My passion is studying the impact of technology on the world around us, then writing and sharing stories about what I’m seeing. I’ve grown increasingly skeptical regarding the impact that Internet technology, and specifically the web has on our lives, and it is something I feel compelled to write about and explore. It’s no secret that I’m very critical of how technology gets used, and the damage it leaves in it’s wake it when fueled blindly by venture capital. However, I have also spent many years drinking the Kool-aid, and I have been very complicit in this game, whch is something I work to reconcile in my storytelling.
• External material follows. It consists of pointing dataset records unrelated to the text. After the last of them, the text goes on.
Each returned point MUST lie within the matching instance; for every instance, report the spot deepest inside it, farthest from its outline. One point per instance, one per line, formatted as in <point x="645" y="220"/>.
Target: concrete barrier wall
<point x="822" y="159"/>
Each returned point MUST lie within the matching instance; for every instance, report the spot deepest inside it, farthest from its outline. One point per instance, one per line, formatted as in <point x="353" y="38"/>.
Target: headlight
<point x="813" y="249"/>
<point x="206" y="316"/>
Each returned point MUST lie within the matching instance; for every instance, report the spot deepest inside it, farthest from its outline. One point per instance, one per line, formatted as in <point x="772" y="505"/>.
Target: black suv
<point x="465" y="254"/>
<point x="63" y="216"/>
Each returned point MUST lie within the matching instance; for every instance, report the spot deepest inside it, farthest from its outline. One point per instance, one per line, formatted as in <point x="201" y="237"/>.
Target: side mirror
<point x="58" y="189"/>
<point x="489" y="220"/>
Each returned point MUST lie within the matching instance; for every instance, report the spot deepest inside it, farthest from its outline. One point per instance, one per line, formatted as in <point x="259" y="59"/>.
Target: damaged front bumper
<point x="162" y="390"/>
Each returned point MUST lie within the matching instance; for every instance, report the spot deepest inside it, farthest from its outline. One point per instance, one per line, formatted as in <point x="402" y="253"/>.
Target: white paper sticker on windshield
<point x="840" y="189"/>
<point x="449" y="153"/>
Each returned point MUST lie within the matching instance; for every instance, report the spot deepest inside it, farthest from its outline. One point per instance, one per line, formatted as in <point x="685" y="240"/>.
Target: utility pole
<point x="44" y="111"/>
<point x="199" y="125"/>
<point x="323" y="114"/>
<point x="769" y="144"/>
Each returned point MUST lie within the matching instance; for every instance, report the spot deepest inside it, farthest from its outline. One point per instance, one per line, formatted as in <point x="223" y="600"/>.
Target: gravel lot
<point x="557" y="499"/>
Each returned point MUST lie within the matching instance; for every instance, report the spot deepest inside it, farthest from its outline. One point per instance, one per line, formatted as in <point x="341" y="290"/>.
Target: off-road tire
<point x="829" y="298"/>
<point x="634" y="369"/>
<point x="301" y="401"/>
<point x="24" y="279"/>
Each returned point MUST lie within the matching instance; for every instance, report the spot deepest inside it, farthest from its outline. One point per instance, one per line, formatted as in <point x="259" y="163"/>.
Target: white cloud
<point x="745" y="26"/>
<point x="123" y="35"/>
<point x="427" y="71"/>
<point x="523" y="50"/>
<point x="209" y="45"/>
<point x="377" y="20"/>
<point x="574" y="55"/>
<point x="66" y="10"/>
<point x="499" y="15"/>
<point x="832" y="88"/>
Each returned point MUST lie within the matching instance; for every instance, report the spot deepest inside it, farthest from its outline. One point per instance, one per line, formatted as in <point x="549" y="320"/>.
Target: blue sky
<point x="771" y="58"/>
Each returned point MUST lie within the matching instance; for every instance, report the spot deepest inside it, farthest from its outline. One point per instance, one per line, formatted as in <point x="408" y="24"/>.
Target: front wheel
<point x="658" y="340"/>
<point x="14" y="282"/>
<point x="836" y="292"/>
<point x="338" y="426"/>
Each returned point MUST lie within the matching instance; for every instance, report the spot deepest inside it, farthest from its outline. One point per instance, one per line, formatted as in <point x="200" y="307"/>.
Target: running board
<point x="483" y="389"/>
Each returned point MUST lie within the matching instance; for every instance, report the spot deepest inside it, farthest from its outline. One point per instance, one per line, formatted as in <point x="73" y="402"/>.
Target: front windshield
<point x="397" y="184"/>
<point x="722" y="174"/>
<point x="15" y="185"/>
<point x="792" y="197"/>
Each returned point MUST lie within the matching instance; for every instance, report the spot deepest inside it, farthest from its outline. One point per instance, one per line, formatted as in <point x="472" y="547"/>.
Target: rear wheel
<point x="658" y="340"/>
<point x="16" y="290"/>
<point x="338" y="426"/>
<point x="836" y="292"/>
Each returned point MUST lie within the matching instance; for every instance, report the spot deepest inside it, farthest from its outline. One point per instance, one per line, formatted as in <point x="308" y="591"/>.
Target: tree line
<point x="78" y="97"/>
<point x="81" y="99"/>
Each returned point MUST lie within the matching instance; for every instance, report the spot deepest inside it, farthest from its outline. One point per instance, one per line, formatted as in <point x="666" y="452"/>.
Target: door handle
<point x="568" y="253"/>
While I thoroughly enjoy writing, I’m having to work hard to find a new voice after being the API Evangelist for so long. I still enjoy capturing the world using my drones, and evolution of my Drone Recovery project. I also enjoy taking photos with my multiplee cameras, and apply algorithmic filters to them using machine learning models–using them in my storytelling across my blogs. While videos and photos tell a lot about the world around us, I feel that algorithmically distorted images speak volumes about the world we are experiencing today.
APIs are behind everything today. That is no exageration. They are behind the web and the the mobile devices that have become ubiquitous in our lives. They are behind everyday devices and appliances in our homes as well as our automobiles. APIs are impacting politics, and influencing our personal and professional lives on a daily basis. It is critical that we stay aware of how APIs are wielded by companies, organizations, institutions, and government agencies, otherwise we will never fully be able to keep up with the pace of technology–leaving us helpless when it comes to making the change we want to see in the world, making it much more difficult to maintain the upper hand when it comes to ensuring technology serves us, rather than the other way around.